Canadian Singer Songwriter and lionhearted truth teller Kate Fenner’s new album “Dead Reckoning” carries the existential weight of life, death and shared trauma on it’s shoulders, and as such becomes a challenge to sum up in words. It’s the palpable and unprecedented depth of the emotion and raw energy that is Kate Fenner‘s currency here. When facing genuine hardship, wisdom may rear it’s elusive head and all else seems trivial compared to it’s looming presence. Out of struggle and self-reflection, Kate Fenner has created an album beyond simplistic definitions and worthy of study. Kate’s uniquely powerful voice is both haunting and fragile throughout. For anyone dealing with loss, death or the relentless struggle in between, there are ample gems to discover throughout “Dead Reckoning”. In the tradition of artists like Joni Mitchell, Leonard Cohen and Patti Smith, this is indeed serious music dealing with intensely human themes.

Kate Fenner on Dead Reckoning: “When my friend Mike was dying in December of 2019, I came across an Amy Hempel poem about the failure of language when faced with things like death— “

At the end, I wanted to comfort him.  But what I said was, Sing to it.
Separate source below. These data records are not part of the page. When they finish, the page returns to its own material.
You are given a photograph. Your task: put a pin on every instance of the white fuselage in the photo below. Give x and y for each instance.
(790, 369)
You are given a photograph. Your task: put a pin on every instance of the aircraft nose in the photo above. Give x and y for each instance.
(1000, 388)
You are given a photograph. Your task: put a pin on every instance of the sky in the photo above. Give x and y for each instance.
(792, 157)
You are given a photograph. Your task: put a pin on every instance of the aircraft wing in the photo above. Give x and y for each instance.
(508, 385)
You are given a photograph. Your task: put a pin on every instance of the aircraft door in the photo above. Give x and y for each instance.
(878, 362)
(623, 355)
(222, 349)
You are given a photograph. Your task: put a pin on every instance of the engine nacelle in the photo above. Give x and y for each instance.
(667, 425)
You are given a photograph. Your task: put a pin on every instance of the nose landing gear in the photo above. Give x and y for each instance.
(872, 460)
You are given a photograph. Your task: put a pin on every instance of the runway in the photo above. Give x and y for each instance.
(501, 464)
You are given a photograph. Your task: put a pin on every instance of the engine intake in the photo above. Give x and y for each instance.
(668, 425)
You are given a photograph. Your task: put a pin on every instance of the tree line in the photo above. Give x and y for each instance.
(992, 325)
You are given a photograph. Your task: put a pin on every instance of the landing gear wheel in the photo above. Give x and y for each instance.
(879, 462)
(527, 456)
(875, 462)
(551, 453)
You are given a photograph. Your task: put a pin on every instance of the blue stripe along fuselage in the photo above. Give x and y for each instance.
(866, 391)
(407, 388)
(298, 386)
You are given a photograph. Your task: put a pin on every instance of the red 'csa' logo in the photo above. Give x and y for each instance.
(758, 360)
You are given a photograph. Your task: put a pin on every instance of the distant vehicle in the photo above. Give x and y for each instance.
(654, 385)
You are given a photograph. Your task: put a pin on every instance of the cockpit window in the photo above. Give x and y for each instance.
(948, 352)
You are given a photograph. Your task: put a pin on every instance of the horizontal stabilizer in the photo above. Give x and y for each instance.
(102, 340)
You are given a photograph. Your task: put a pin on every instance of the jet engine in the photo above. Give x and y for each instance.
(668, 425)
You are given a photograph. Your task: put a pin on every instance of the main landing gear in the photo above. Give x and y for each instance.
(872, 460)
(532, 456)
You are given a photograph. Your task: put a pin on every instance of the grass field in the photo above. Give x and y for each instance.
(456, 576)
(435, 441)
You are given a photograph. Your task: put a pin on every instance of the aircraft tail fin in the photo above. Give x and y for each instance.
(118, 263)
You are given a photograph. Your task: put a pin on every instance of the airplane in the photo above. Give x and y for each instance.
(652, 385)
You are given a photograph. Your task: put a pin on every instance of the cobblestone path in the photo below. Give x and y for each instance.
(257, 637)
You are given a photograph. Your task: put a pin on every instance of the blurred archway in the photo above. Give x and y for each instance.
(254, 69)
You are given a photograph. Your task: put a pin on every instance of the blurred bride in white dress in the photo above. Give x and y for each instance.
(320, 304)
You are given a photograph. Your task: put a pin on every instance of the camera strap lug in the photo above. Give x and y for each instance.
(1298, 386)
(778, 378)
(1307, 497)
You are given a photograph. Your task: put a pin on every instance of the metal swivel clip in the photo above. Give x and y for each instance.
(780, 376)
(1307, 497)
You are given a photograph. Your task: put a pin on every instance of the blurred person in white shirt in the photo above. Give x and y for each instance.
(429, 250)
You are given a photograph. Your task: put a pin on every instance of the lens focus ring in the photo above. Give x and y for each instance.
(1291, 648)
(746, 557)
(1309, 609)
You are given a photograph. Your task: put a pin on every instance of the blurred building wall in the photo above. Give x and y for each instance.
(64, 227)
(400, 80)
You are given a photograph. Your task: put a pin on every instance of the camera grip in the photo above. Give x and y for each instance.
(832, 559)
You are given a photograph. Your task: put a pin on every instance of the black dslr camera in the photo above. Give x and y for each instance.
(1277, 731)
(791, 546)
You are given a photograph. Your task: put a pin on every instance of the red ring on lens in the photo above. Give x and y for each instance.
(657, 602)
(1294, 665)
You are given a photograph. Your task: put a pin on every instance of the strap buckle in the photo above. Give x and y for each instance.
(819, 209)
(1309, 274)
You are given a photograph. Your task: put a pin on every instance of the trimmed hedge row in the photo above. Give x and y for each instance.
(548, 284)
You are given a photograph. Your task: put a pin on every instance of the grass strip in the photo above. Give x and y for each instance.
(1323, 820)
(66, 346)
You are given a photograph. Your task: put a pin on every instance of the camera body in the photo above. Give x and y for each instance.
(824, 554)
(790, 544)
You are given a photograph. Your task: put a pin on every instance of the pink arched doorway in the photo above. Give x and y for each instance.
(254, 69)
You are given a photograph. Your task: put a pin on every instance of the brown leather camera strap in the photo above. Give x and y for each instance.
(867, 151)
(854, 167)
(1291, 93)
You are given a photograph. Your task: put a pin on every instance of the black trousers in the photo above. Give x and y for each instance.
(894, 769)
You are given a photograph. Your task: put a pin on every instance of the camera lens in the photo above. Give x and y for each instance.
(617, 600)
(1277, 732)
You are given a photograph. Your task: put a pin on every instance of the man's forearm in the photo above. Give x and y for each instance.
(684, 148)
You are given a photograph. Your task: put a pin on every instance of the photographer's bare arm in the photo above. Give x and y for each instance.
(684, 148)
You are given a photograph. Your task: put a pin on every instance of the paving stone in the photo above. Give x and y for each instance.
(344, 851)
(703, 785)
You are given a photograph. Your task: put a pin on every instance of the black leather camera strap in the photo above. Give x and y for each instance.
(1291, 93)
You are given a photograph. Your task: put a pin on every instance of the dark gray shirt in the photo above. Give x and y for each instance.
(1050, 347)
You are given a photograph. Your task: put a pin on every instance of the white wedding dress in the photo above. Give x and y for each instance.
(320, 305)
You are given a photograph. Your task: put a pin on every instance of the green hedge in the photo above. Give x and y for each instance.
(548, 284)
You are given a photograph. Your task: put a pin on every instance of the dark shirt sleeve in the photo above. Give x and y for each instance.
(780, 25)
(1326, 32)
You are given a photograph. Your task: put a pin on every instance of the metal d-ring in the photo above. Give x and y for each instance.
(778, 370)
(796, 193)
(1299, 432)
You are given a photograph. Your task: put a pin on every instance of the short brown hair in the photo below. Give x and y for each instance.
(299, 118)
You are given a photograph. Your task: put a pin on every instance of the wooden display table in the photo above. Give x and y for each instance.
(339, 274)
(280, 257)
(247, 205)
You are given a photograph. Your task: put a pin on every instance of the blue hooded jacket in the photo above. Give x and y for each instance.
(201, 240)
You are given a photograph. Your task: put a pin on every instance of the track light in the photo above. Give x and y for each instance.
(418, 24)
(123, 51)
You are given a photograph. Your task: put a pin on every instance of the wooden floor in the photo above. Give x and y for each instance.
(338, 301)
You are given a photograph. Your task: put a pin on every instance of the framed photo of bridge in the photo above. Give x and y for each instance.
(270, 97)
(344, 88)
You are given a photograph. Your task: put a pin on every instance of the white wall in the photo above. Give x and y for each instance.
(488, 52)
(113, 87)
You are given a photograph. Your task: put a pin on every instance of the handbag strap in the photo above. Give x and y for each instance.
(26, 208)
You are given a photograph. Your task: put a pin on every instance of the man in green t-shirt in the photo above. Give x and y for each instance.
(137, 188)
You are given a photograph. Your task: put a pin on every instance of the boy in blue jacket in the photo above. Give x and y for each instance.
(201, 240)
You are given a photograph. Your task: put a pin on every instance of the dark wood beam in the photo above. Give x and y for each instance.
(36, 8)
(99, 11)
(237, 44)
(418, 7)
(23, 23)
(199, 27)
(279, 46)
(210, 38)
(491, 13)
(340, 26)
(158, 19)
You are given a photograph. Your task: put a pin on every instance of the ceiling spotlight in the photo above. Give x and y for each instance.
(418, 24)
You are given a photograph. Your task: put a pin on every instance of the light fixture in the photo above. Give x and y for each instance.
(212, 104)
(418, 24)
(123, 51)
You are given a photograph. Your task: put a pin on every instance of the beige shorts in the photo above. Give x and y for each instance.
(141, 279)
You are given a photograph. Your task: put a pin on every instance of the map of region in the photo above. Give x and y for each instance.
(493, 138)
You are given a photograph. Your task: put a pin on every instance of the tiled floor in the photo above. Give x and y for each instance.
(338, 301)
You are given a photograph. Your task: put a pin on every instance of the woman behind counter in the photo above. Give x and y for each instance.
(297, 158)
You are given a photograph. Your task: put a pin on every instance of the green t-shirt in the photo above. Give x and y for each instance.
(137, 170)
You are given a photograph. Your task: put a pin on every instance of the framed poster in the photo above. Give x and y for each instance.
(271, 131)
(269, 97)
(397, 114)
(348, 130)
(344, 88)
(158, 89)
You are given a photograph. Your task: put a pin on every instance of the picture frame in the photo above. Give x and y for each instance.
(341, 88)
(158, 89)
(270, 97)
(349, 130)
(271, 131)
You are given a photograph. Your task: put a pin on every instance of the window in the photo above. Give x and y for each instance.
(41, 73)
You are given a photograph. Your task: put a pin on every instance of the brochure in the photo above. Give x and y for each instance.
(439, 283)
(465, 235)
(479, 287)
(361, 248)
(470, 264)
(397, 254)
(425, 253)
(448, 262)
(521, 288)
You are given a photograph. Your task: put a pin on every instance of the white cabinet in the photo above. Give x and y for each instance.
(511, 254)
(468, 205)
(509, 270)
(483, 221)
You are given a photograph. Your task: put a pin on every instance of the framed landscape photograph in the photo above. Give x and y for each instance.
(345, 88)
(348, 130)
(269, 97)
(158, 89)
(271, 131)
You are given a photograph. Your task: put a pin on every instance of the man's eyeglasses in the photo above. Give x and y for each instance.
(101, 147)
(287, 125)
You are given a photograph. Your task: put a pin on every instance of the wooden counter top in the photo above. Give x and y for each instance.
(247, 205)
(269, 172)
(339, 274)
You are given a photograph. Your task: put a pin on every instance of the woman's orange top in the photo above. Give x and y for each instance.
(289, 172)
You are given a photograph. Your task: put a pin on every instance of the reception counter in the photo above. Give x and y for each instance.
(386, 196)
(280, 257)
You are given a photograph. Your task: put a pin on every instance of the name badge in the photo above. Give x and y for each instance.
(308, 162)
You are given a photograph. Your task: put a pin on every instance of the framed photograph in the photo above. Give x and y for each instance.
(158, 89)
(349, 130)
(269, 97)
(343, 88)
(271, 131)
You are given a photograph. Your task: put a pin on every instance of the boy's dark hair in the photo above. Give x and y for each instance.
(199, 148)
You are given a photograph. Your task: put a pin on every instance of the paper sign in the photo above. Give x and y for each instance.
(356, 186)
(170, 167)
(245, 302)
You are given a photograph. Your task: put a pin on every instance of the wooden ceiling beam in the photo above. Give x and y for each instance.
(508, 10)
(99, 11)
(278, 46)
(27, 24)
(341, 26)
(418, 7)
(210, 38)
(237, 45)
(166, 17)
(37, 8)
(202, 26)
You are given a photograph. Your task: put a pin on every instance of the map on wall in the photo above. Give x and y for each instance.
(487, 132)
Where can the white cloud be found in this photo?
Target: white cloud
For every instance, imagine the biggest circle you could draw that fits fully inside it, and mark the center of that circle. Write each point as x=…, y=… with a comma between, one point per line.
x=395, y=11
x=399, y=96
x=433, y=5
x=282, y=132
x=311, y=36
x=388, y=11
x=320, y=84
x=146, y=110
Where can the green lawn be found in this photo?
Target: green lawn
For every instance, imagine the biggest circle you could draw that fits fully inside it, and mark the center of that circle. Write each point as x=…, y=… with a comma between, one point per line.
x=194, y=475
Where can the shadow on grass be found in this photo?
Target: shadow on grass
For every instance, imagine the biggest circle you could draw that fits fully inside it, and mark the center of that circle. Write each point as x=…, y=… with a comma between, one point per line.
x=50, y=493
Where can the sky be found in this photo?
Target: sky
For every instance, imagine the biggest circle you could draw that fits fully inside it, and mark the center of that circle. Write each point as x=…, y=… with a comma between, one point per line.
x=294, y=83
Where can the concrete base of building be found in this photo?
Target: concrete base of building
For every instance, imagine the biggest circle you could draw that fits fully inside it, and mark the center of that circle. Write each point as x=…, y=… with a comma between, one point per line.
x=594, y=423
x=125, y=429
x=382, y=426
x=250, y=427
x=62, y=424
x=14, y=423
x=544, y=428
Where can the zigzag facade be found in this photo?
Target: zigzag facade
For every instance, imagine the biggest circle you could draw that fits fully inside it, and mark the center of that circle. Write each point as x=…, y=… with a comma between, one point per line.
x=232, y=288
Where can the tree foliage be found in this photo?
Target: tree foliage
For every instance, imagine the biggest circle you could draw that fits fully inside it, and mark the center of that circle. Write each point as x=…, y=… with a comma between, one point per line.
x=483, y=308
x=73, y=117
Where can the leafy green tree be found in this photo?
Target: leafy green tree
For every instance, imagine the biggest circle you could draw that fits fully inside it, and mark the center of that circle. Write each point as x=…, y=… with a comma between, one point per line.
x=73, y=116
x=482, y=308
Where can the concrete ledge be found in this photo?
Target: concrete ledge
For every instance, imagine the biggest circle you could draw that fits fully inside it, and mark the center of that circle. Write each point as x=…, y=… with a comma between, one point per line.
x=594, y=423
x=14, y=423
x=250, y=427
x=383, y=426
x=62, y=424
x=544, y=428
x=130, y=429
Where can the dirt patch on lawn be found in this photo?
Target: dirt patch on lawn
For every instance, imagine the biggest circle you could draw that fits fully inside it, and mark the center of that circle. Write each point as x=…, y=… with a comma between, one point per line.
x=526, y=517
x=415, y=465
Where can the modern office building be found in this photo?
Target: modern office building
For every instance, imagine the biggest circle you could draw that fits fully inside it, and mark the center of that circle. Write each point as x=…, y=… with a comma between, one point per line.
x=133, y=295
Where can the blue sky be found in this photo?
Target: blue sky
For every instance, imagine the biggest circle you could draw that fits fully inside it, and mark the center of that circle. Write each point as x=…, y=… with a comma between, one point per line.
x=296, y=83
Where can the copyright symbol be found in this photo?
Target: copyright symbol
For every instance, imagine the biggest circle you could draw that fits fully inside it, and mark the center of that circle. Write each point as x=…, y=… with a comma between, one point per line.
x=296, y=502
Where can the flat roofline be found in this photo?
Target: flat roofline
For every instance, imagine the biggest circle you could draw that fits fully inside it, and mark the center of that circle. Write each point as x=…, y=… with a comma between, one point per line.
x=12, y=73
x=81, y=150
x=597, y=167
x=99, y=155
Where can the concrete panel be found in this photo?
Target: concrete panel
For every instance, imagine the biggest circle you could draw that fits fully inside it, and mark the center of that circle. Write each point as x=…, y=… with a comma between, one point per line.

The  Arab proverb: When danger approaches, sing to it.”

Mike was not the first loss, nor was he to be the last, in the past few years of my life. My parents went, naturally; but it was the consecutive losses of my friends—bandmates, soulmates, mentors—that stung and bewildered; each one barely fifty years old when cruel variations on cancer made their way through my friends’ bodies, turning off all the lights.

In some cases, I was fortunate enough to be with them through this process, allowed to love and care for them at this most intimate juncture. In every case, I was tempted by the idea that I could make it better for them. That I could give them something to take with them, and they could leave something behind for me to hold, something slight but durable to set me in my life. In the end, all I felt I did was walk them to the threshold and watch them disappear. The term “dead reckoning,” apart from it signifying in this case just what it sounds like, is a navigational strategy to recalculate your position by estimating the direction, the drift, and the distance you’ve travelled.

I know life by definition is contoured by the loss of it. This time feels particularly burdened with loss, real and impending; maybe every time has felt that way. I’m left with love as the only defense—loving people and letting them know they were loved by you. Dead Reckoning really is a reckoning during a period of seemingly endless loss and an attempt to determine a “way of living that is not waiting,” as I recently heard poet Jorie Graham say in an interview. Singing is my way of loving, loving even danger. Here I sing to my friends, my parents; their ghosts; and to you. I hope you can hear it.”